70-hour review course average a score of 749.
To find:
The linear equation which fits this data, and use this equation to predict an average score for persons taking a 57-hour review course.
Solution:
Let x be the number of hours of review course and y be the average score on that exam.
30-hour review course average a score of 620 on that exam. So, the linear function passes through the point (30,620).

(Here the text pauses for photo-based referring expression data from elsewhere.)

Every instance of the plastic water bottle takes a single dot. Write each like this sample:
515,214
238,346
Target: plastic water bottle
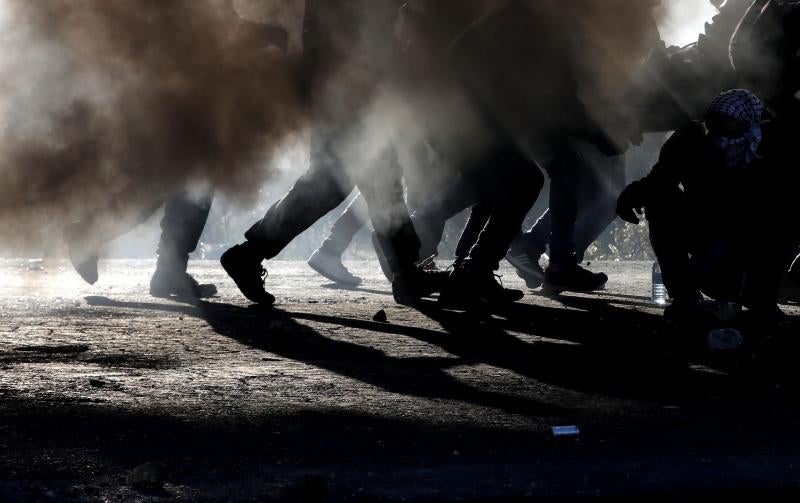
659,292
724,339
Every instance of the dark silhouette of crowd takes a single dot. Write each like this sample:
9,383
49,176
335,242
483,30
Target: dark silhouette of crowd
504,94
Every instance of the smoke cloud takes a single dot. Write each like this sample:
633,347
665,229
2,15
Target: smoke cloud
108,106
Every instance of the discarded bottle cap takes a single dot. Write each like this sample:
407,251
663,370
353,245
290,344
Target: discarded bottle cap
724,339
565,431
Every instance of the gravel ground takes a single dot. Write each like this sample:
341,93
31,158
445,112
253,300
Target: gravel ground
314,401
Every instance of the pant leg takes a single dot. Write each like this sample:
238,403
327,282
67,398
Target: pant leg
432,216
603,182
181,227
510,184
352,220
319,190
565,172
534,240
667,214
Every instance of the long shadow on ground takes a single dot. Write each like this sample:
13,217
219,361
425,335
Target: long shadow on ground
592,347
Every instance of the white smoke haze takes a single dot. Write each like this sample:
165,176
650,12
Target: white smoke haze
108,106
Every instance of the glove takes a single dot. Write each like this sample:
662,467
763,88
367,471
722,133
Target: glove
630,202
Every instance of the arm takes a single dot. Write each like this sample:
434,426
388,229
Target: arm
675,159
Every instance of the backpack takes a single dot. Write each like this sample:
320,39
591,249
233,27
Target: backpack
764,51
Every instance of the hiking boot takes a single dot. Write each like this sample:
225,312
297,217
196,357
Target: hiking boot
790,291
692,309
527,268
383,261
411,285
469,289
244,267
83,257
330,266
168,283
572,277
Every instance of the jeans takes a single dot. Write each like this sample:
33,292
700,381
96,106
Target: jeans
326,184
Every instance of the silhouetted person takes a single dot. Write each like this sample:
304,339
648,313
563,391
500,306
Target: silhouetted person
347,48
704,189
766,56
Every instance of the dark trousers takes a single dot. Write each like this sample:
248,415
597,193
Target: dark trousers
181,227
585,185
694,256
325,185
500,186
354,218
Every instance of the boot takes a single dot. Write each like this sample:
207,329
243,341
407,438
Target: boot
243,265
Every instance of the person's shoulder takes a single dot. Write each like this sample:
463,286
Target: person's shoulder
691,132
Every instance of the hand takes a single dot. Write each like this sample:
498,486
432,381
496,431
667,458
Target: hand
630,204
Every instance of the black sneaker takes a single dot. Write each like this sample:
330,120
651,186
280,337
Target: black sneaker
572,278
467,289
411,285
527,268
244,267
168,284
691,309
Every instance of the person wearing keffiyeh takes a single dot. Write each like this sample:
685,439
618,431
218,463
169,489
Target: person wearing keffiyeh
704,190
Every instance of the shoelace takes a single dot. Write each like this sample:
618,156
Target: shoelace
523,260
499,279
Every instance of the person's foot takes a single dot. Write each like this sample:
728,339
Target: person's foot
528,268
571,277
383,261
83,257
411,285
244,267
468,289
790,290
167,284
330,266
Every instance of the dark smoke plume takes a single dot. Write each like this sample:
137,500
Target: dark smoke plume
108,106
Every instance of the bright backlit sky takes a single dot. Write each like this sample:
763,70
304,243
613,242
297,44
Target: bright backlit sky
685,20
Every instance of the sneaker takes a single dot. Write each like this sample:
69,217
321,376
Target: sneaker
330,266
466,289
572,278
528,268
411,285
167,284
244,267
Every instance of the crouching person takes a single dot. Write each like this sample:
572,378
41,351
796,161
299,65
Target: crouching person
697,200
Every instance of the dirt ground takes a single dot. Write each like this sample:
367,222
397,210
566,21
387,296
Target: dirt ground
314,401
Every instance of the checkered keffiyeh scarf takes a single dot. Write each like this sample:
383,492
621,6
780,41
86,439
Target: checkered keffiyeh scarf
746,108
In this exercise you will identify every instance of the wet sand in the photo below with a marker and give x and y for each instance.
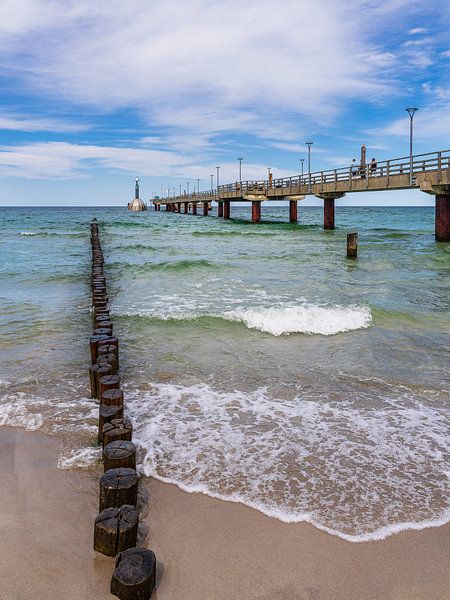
(207, 549)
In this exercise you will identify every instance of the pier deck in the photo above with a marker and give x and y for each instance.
(429, 173)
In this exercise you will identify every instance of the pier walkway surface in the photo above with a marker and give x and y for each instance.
(428, 172)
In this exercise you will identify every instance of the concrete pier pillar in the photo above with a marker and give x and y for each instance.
(328, 213)
(442, 218)
(256, 211)
(293, 211)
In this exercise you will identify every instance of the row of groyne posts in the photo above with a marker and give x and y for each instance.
(116, 525)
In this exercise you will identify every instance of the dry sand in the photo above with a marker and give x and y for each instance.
(207, 549)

70-hour review course average a score of 749. So, the linear function passes through the point (70,749).
The linear function passes through the points (30,620) and (70,749). So, the linear equation is:
[tex]y-y_1=\dfrac{y_2-y_1}{x_2-x_1}(x-x_1)[/tex]

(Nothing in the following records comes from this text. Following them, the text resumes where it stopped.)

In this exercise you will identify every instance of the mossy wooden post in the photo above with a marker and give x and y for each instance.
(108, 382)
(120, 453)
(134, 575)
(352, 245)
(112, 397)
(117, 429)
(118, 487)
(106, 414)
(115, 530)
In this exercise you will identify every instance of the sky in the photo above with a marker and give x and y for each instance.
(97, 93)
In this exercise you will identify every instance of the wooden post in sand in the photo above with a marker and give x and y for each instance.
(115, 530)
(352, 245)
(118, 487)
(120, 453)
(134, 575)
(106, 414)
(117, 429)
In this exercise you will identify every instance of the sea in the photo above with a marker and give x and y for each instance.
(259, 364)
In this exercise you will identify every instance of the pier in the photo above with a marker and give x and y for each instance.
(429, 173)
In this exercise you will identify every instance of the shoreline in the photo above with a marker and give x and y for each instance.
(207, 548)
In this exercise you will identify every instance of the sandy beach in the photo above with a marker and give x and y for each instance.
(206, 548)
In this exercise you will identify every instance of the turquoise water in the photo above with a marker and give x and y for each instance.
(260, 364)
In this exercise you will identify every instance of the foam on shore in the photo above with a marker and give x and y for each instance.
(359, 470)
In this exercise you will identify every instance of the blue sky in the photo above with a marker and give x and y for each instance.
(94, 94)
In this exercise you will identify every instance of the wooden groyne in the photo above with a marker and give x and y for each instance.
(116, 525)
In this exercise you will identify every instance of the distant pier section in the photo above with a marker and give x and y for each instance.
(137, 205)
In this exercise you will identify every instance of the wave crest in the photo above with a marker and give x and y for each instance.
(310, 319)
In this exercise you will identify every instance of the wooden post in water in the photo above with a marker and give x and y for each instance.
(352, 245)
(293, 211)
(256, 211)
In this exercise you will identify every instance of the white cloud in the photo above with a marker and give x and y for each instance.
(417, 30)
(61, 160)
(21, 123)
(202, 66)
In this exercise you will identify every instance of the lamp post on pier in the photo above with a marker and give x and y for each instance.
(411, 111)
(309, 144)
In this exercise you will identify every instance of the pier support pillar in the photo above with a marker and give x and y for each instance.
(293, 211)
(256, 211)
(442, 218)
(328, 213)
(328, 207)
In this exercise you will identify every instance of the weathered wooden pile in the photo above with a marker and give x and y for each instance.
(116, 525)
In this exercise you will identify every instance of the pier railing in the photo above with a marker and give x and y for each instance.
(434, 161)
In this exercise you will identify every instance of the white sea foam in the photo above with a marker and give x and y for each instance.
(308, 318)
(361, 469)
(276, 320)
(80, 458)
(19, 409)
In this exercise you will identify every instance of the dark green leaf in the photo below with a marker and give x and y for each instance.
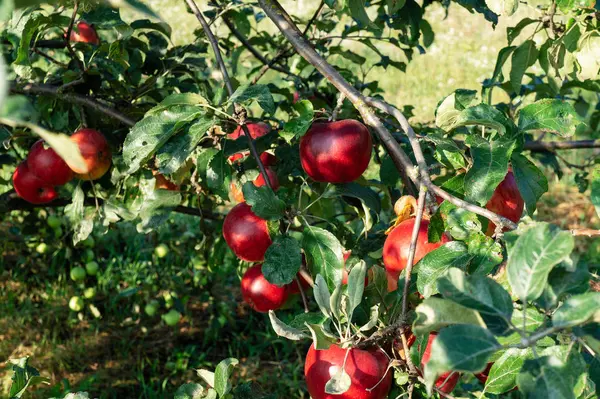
(282, 260)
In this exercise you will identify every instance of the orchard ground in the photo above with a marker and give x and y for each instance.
(125, 352)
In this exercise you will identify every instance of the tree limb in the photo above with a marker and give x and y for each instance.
(86, 101)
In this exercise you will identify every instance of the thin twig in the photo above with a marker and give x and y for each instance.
(72, 98)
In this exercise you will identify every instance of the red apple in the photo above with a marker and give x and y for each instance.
(30, 187)
(365, 368)
(46, 164)
(261, 295)
(95, 152)
(85, 33)
(506, 201)
(246, 234)
(447, 381)
(397, 247)
(237, 193)
(336, 152)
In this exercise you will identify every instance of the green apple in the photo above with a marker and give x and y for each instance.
(172, 317)
(92, 268)
(151, 308)
(161, 251)
(42, 248)
(76, 304)
(53, 221)
(77, 273)
(89, 242)
(88, 255)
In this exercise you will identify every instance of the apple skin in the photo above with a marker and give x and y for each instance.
(85, 34)
(261, 295)
(506, 201)
(31, 188)
(447, 381)
(237, 192)
(246, 234)
(397, 247)
(336, 152)
(95, 152)
(365, 368)
(46, 164)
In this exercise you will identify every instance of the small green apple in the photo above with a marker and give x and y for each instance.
(76, 304)
(53, 221)
(42, 248)
(77, 273)
(161, 251)
(172, 317)
(92, 268)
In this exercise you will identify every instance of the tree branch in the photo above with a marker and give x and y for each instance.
(86, 101)
(402, 162)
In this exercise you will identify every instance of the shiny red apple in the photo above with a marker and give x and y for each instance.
(246, 234)
(46, 164)
(367, 370)
(261, 295)
(336, 152)
(95, 152)
(397, 247)
(30, 187)
(506, 201)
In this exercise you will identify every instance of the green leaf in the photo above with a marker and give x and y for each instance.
(531, 182)
(177, 150)
(490, 165)
(284, 330)
(222, 375)
(299, 125)
(514, 32)
(436, 263)
(282, 260)
(434, 313)
(533, 256)
(523, 57)
(259, 93)
(265, 204)
(578, 309)
(461, 347)
(503, 374)
(356, 286)
(152, 132)
(190, 391)
(218, 175)
(476, 292)
(323, 254)
(549, 115)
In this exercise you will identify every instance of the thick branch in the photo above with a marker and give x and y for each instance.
(86, 101)
(402, 162)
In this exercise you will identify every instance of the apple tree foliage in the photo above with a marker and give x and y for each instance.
(522, 301)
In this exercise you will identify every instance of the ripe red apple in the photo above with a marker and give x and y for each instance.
(261, 295)
(365, 368)
(447, 381)
(506, 201)
(46, 164)
(95, 152)
(397, 247)
(162, 183)
(336, 152)
(30, 187)
(85, 33)
(237, 193)
(246, 234)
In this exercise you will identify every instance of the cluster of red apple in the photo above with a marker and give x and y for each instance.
(37, 176)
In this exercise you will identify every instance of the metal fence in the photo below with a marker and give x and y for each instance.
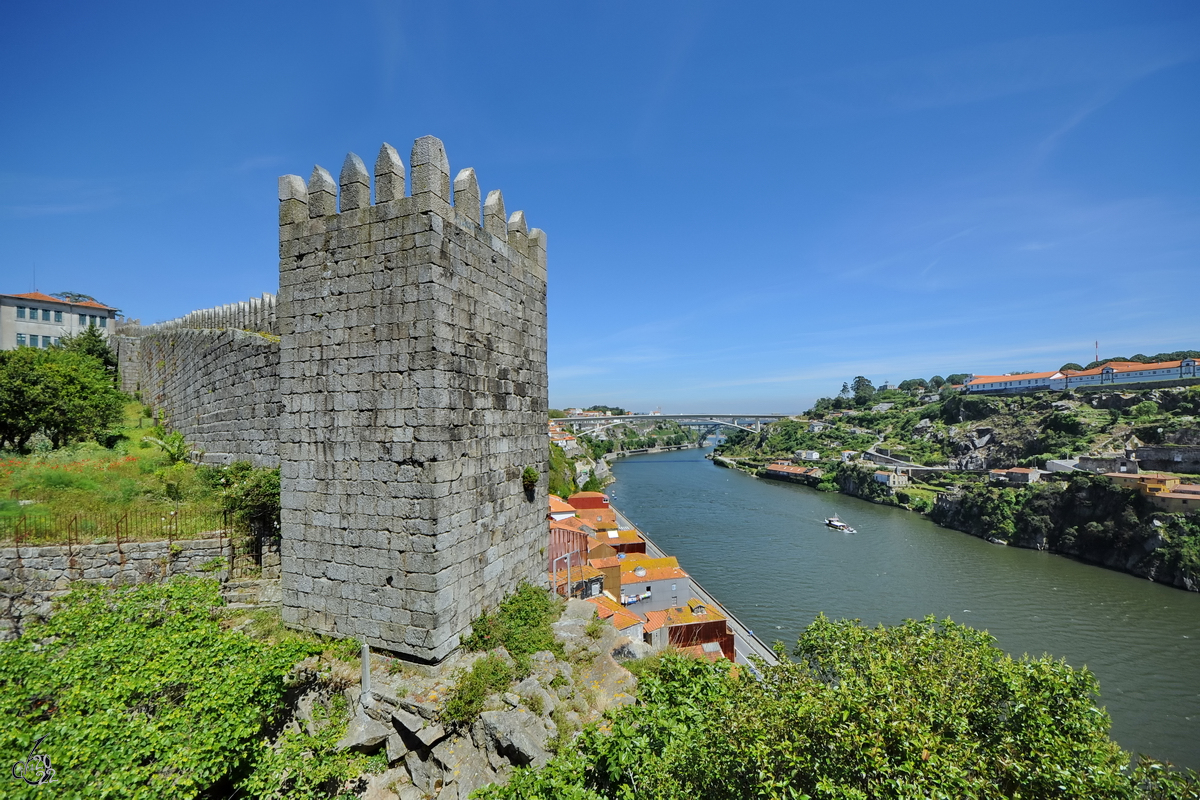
(136, 525)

[tex]y-620=\dfrac{749-620}{70-30}(x-30)[/tex]
[tex]y-620=\dfrac{129}{40}(x-30)[/tex]
[tex]y-620=\dfrac{129}{40}(x)-\dfrac{129}{40}(30)[/tex]
[tex]y-620=\dfrac{129}{40}(x)-\dfrac{387}{4}[/tex]
Adding 620 on both sides, we get
[tex]y=\dfrac{129}{40}x-\dfrac{387}{4}+620[/tex]
[tex]y=\dfrac{129}{40}x+\dfrac{2480-387}{4}[/tex]
[tex]y=\dfrac{129}{40}x+\dfrac{2093}{4}[/tex]
We need to find the y-value for [tex]x=57[/tex].
[tex]y=\dfrac{129}{40}(57)+\dfrac{2093}{4}[/tex]
[tex]y=183.825+523.25[/tex]
[tex]y=707.075[/tex]
[tex]y\approx 707.1[/tex]
Therefore, the required linear equation for the given situation is [tex]y=\dfrac{129}{40}x+\dfrac{2093}{4}[/tex] and the average score for persons taking a 57-hour review course is 707.1.